セシリアはギターケースから取り出したパーツを手際よく組み立てていく。箒はパーツを手ににらめっこし、セシリアに急かされあたふたしている。

 

「何って、これが組み立て終わり次第、援護に行きますわ。」

 

「私としては、何故お前が冷静なのか知りたいところなのだがな。まあ、私が止めても無駄なのだろう?」

 

「えぇ、一夏さんに任されましたから。」

 

「そうか、なら 弟を頼む。」

 

「任されました。 では、行きますわよ篠ノ之さん。」

 

「あ、ああ。待ってくれ。重くてバランスが……」

 

ギターケースと金属音がする箱を持ち、フラフラ歩く箒の先には、完成した『あれ』を持ち先導するセシリアが居た。

 

 

 

 

        ーーーー△ーーーー

 

 

 

「くっ!  一夏!  まだなの!?」

 

「ああ! もう少し耐えてくれ!」

あれから数十分。

二人のSEはぎりぎりだった。

特に一夏に関しては防御が薄すぎる為次一撃を貰えば確実に沈む程だった。

 

「ああもうっ! めんどくさいわねコイツ!!」

鈴が焦がれたように衝撃砲を乱射するが、腕部で叩き落とされる。

これで既に七度目であった。

近付けば回転し、離れてもレーザーで追撃。

 

迂闊に距離を取れない状況だ。

 

 

そのときアリーナに館内放送が響き、と同時に炸裂音が轟いた。

 

『お待たせしました、一夏さん。

少々手間取りましたが、後はお任せを。』

 

炸裂音を聞いて、少し気を緩めたのか鈴がその場にへたりこむ。

 

「鈴、もう大丈夫だ。

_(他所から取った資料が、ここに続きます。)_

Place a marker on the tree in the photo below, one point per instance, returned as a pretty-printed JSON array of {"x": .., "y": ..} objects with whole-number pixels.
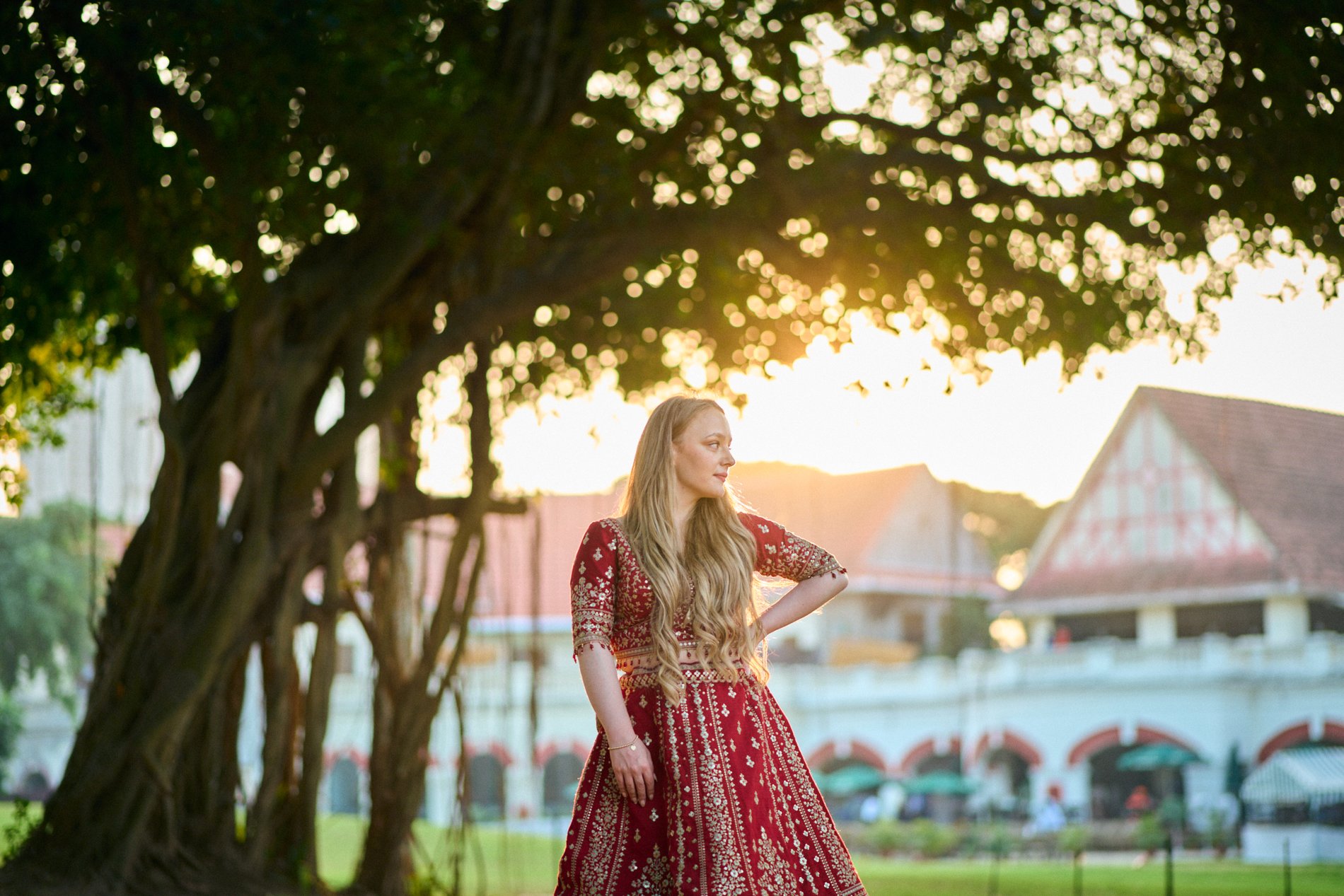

」

 

「えぇ、そのようね。」

 

連続する炸裂音と共に射出された弾頭が的確に頭部、配線が集中する首部、コアが存在する胸部を撃ち抜いていく。

 

『なんにしても、これで終わりですわね。』

 

そう言いながら、最後の一発を同じくコアに撃ち込み、無人機は機能を停止した。

 

 

 

  

 

 

        ーーーー△ーーーー

 

 

時間軸は戻り、館内放送前。

 

 

 

「あら、ここは丁度いいですね。ここにしましょう。 篠ノ之さんここに置いて貰えます?」

 

「あぁ、分かった。それにしてもそれはなんだ?銃だとは分かるのだが……」

 

「ああ、これですか。

これは、 Barrett XM109 と言う、対装甲車用の対物(アンチマテリアル)ライフルですわ。」

 

「そ、そんなものを使うのか!?」

 

「篠ノ之さん煩いですわ。

 

それでは始めましょう。」

 

 

『お待たせしました、一夏さん。』

 

 

 

 

 

 




セシリアが使ったライフルについて。(実銃です)

■Barrett XM109 25mm Payload Rifle(USA)


口径: 25×59Bmm NATO
全長:1168.4mm
銃身長:558mm
バレル長:447mm
重量:15.10Kg
初速:853m/s(2600ft)
有効射程:2000m 最大射程2400m


装弾数:×5発(インナーボックス・マガジン)
ライフリング:1条右回り
作動機構:セミ・オートマティック



使用弾頭はオリジナルの対IS(アンチインフィニットストラトス)用特殊弾頭の中の25mm炸裂弾。


因みに以上全て、セシリアの私物です。